Chancelado pelo Tribunal Superior Eleitoral há pouco mais de três meses, o partido Cidadania destaca em seu estatuto a “defesa da liberdade, do pluralismo político e do protagonismo da sociedade civil”. Não faz nenhuma referência ao socialismo nem ao comunismo. O documento, assim, ratifica o divórcio da legenda com seus antepassados: o histórico Partido Comunista Brasileiro (PCB), fundado em 1922 — de quem é considerado herdeiro formal pelo TSE —, e o seu sucessor, o Partido Popular Socialista (PPS), nome que passou a ostentar em março de 1992, depois do fim da União Soviética, e que carregava até 2019. A mudança não é só cosmética: a sigla abandonou o marxismo-leninismo dos velhos tempos e o “socialismo democrático” dos anos pós-queda do Muro de Berlim para abraçar uma combinação que une a defesa do liberalismo econômico com um forte discurso progressista na área social.
O movimento não é ocasional. Nos últimos meses, o partido atraiu diversos grupos de renovação política como o RenovaBR, o Agora!, o Livres e o Acredito, todos guiados por certo liberalismo humanista e imbuídos da pretensão de construir uma alternativa à polarização entre a direita, representada pelo bolsonarismo, e a esquerda, ainda capitaneada por Lula e pelo PT. O objetivo final do processo é abrigar em 2022 a candidatura presidencial do apresentador Luciano Huck, hoje sem partido, mas muito ligado a esses movimentos, inclusive financiando alguns, como o RenovaBR e o Agora!. A estratégia tem duas frentes. Uma é criar uma relação próxima com esses grupos ao acomodar seus representantes no comando da sigla. No Diretório Nacional estão o senador Alessandro Vieira (SE), do Acredito e do RenovaBR, e os deputados Marcelo Calero (RJ), do Livres e do Agora!, e Daniel Coelho (PE), do Livres, este alçado à condição de líder na Câmara. A outra é deixar os parlamentares ligados a esses movimentos à vontade para votar segundo suas convicções. “Colocamos de maneira clara no nosso estatuto que não há mais fechamento de questão, para que o integrante do movimento tenha sua posição garantida”, diz Coelho. Essa orientação é essencial para atrair deputados como Tabata Amaral (PDT-SP) e Felipe Rigoni (PSB-ES), ambos ligados ao RenovaBR e ao Acredito, que foram suspensos por seus partidos após votarem a favor da reforma da Previdência, contrariando a orientação das direções. Enquanto namoram o Cidadania — e para preservar os seus mandatos —, os dois foram ao TSE pedir para deixar as suas legendas por “justa causa”, alegando que estão sendo perseguidos. No Cidadania, não teriam problemas em defender suas teses.

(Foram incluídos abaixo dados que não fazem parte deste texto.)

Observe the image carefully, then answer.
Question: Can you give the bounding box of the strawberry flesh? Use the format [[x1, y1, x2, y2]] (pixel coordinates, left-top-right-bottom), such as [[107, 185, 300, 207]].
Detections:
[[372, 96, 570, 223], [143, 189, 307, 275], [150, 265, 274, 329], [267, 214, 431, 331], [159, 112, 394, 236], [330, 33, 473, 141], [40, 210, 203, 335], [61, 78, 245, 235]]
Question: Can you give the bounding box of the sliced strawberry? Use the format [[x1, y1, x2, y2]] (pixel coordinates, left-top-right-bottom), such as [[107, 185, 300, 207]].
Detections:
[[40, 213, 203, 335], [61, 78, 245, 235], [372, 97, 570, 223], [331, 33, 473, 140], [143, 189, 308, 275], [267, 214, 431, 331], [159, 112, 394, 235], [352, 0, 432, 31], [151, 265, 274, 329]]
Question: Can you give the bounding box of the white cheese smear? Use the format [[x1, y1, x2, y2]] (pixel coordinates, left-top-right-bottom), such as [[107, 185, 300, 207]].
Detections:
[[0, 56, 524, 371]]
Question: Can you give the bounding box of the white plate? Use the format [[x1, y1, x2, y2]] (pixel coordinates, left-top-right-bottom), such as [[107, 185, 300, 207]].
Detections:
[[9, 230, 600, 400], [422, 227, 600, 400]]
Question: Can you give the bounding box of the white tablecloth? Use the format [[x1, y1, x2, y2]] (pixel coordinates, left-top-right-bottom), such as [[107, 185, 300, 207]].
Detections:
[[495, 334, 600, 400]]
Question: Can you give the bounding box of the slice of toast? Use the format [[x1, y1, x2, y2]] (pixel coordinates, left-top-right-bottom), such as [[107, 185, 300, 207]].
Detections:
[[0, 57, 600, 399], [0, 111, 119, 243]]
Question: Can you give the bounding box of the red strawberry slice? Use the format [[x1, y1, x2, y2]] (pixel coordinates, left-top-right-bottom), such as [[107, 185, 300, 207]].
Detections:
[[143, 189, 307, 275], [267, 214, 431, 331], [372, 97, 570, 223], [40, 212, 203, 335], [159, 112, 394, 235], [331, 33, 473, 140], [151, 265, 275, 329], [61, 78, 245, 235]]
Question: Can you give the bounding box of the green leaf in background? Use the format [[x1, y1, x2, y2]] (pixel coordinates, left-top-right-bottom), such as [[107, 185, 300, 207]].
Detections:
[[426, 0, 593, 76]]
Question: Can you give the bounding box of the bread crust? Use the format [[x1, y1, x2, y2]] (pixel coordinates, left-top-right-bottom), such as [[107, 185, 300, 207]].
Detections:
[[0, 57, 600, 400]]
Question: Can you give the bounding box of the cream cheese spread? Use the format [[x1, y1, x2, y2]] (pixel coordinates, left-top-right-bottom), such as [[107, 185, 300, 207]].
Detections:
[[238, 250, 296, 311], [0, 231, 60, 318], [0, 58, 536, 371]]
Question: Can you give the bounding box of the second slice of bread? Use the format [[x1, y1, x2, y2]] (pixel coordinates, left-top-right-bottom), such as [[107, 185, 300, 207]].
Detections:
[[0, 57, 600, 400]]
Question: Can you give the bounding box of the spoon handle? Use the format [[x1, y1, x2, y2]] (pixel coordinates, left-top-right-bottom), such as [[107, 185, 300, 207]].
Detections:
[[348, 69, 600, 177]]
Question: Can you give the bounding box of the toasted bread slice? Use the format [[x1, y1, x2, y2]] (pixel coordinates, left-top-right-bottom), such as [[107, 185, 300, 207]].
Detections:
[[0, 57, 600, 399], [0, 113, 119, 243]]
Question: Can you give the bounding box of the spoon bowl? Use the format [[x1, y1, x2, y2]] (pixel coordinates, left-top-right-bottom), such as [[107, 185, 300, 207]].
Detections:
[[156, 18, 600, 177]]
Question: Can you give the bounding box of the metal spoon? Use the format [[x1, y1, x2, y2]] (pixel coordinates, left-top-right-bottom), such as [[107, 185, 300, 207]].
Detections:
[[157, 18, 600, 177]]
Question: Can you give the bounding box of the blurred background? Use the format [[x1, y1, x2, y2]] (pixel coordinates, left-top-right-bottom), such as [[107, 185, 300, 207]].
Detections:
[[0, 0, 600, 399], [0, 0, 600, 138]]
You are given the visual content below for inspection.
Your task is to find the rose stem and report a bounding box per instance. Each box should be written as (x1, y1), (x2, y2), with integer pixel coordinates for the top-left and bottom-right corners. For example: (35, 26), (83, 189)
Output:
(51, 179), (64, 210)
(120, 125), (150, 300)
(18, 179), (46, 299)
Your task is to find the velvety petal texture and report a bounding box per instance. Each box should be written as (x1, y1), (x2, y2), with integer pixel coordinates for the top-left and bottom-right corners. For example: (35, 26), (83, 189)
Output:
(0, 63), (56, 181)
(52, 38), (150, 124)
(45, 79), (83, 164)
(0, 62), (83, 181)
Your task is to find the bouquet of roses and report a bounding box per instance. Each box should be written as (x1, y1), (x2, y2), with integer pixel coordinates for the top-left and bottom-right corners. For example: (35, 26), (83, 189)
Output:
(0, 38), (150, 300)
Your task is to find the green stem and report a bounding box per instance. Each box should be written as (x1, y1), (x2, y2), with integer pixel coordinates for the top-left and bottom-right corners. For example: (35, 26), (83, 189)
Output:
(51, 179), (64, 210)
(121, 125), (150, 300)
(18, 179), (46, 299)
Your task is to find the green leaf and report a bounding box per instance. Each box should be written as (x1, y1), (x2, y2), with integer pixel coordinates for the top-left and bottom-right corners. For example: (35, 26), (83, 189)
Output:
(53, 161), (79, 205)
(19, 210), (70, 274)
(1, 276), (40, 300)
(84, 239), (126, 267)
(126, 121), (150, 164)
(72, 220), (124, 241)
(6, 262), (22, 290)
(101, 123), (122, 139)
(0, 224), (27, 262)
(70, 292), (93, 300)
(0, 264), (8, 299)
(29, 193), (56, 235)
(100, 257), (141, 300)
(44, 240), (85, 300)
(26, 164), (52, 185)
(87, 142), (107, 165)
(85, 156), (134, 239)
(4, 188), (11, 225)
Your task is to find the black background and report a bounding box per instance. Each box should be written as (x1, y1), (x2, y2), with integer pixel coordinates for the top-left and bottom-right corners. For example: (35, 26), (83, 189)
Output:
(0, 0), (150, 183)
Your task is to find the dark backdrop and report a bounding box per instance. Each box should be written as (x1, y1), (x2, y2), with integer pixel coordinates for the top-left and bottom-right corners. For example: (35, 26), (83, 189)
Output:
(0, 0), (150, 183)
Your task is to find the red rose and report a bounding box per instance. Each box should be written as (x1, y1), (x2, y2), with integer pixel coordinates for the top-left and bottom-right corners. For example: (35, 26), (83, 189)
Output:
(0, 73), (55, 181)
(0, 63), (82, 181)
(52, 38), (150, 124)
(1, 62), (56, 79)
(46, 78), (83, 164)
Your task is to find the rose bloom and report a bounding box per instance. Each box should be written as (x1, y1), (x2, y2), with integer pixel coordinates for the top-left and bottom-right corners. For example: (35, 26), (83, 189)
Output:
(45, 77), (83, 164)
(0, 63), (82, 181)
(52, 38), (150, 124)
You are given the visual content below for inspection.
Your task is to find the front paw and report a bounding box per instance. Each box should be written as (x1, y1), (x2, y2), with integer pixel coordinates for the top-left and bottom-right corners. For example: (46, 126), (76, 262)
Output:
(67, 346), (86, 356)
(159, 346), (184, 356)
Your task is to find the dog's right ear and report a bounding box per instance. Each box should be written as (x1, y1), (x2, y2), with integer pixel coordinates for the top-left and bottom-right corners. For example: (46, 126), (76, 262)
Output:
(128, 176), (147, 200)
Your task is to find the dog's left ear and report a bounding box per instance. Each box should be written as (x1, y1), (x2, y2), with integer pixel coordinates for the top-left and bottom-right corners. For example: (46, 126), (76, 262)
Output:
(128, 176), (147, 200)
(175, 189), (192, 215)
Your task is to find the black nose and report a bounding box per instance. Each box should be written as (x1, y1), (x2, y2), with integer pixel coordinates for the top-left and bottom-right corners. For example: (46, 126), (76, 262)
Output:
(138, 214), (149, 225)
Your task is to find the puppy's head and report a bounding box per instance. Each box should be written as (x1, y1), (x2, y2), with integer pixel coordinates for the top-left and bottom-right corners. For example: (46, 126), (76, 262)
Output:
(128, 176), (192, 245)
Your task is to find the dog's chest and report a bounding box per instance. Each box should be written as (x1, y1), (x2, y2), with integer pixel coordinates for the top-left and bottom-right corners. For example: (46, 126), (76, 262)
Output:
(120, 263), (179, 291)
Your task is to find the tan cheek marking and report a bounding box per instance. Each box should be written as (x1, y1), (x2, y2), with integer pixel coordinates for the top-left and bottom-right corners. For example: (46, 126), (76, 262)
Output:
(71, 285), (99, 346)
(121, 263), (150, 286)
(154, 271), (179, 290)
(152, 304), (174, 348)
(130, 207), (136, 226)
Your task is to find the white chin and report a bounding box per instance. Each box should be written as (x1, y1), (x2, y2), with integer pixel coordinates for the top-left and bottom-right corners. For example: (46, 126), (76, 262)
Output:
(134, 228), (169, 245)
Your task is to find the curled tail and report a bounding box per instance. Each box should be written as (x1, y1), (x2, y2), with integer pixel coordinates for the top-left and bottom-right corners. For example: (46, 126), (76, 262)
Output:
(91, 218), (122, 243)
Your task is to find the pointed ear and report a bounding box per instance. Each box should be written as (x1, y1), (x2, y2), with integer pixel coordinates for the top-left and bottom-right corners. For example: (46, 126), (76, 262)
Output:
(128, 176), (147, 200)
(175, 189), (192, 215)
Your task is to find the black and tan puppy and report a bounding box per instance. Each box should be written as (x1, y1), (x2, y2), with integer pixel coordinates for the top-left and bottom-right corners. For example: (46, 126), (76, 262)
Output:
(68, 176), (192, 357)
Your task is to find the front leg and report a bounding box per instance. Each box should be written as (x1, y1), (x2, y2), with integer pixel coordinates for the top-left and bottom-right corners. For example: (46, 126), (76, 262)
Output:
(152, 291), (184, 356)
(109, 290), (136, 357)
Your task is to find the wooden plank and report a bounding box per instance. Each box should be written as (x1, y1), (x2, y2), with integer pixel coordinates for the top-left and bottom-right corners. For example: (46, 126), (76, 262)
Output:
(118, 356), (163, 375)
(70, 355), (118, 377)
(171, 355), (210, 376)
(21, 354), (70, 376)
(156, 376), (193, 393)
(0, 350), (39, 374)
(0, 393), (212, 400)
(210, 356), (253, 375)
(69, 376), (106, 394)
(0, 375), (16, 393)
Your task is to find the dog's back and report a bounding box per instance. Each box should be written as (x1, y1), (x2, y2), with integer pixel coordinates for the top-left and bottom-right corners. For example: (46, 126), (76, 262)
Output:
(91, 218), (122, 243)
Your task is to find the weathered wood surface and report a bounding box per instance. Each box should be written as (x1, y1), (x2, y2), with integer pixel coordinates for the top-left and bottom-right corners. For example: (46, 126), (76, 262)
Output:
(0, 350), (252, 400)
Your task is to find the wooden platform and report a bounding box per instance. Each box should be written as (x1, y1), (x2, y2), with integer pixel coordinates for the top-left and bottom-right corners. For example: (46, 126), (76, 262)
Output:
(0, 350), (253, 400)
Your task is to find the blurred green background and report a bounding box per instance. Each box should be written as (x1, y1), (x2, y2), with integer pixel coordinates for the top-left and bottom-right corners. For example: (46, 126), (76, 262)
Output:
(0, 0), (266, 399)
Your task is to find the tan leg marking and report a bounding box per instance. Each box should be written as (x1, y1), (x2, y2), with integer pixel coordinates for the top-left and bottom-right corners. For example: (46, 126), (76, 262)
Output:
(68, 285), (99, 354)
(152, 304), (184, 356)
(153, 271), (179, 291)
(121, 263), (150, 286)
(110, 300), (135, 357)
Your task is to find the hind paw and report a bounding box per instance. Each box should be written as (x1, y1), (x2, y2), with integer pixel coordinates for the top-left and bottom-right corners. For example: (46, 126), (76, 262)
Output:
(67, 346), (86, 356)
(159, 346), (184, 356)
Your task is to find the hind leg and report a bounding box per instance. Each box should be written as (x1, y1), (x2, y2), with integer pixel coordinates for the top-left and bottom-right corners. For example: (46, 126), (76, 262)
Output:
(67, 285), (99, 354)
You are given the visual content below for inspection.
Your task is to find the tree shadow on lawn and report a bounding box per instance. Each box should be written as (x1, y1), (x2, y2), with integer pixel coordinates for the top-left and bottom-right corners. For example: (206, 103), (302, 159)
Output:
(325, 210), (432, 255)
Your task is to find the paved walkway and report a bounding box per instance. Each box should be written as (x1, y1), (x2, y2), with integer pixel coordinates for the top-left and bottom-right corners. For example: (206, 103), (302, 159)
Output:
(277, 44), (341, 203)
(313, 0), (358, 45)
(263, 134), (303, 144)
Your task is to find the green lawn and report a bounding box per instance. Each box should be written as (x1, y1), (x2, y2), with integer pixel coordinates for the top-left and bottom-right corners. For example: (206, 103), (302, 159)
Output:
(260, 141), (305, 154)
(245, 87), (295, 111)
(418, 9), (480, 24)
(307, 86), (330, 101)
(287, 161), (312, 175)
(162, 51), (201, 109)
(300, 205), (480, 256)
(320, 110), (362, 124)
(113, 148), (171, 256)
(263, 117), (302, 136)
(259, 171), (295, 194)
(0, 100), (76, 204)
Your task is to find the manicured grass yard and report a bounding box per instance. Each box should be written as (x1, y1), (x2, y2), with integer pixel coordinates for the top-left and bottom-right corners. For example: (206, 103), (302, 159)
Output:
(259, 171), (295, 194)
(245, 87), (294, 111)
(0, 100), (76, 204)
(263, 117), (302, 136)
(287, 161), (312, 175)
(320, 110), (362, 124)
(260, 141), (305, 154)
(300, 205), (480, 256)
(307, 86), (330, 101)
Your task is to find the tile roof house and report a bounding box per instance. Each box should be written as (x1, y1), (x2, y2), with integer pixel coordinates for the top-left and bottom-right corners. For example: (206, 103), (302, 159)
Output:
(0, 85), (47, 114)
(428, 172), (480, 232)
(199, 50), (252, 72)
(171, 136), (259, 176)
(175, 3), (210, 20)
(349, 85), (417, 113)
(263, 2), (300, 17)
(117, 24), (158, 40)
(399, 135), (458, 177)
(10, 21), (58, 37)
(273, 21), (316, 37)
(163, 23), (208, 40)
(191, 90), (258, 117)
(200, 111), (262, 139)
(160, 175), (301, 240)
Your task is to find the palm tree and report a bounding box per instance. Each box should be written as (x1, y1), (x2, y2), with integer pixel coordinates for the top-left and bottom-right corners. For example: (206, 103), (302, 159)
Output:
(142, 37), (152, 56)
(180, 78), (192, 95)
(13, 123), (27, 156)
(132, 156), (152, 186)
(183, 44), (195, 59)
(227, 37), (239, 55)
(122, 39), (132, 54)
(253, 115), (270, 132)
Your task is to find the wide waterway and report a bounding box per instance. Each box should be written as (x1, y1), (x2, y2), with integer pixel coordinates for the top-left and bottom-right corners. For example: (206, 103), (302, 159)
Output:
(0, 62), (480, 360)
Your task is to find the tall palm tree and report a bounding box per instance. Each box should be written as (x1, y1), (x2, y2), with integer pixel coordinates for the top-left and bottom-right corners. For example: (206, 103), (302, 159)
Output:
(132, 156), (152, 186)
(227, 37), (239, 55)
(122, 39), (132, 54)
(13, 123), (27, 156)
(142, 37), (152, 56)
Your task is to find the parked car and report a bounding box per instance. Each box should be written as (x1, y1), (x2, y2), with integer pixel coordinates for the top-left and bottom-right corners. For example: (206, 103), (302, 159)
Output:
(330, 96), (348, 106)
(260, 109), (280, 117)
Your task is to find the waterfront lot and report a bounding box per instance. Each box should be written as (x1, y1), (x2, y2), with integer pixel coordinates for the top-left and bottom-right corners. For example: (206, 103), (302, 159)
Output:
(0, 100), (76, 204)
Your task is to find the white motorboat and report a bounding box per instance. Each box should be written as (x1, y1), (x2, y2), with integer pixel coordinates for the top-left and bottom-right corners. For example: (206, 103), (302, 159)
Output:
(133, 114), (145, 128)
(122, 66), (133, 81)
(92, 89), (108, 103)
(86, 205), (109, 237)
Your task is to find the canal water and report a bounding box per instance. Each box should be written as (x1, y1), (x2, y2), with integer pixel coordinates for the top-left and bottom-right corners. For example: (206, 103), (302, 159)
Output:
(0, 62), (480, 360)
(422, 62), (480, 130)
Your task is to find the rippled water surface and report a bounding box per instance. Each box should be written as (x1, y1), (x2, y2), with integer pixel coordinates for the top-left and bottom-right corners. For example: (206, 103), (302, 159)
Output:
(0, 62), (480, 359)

O partido votou em peso a favor de medidas do ministro Paulo Guedes (Economia), como a reforma da Previdência, a Medida Provisória da Liberdade Econômica — que reduz a burocracia para empreendedores e flexibiliza regras trabalhistas — e a reforma administrativa, que diminuiu o total de ministérios de 29 para 22 no governo Jair Bolsonaro.
“Era muito comum que pessoas do movimento sindical participassem do dia a dia dos partidos. Hoje, temos esses movimentos políticos. É preciso ouvi-los e mantê-los por perto”, afirma o presidente do Cidadania, Roberto Freire, o fio condutor da mudança que levou a sigla dos tempos de “Partidão”, como era chamado o PCB, aos dias atuais. Ele diz que conversa com Huck desde 2017 — o apresentador chegou a ensaiar uma candidatura em 2018. Huck evita assumir que é presidenciável, mas emite sinais cada vez mais frequentes de que estará na disputa. Ele tem participado de reuniões com esses grupos e de encontros com lideranças, nos quais dá o tom do discurso em uma eventual candidatura: defender a economia de mercado, mas criar uma política consistente que evite aprofundar o abismo social existente no Brasil. “O Chile era o state of art (estado da arte). Só que se esqueceu das pessoas. Então virou exemplo de eficiência sem afetividade”, disse em evento com políticos e empresários em São Paulo, em outubro. É discurso de candidato. E é o mesmo tom do Cidadania.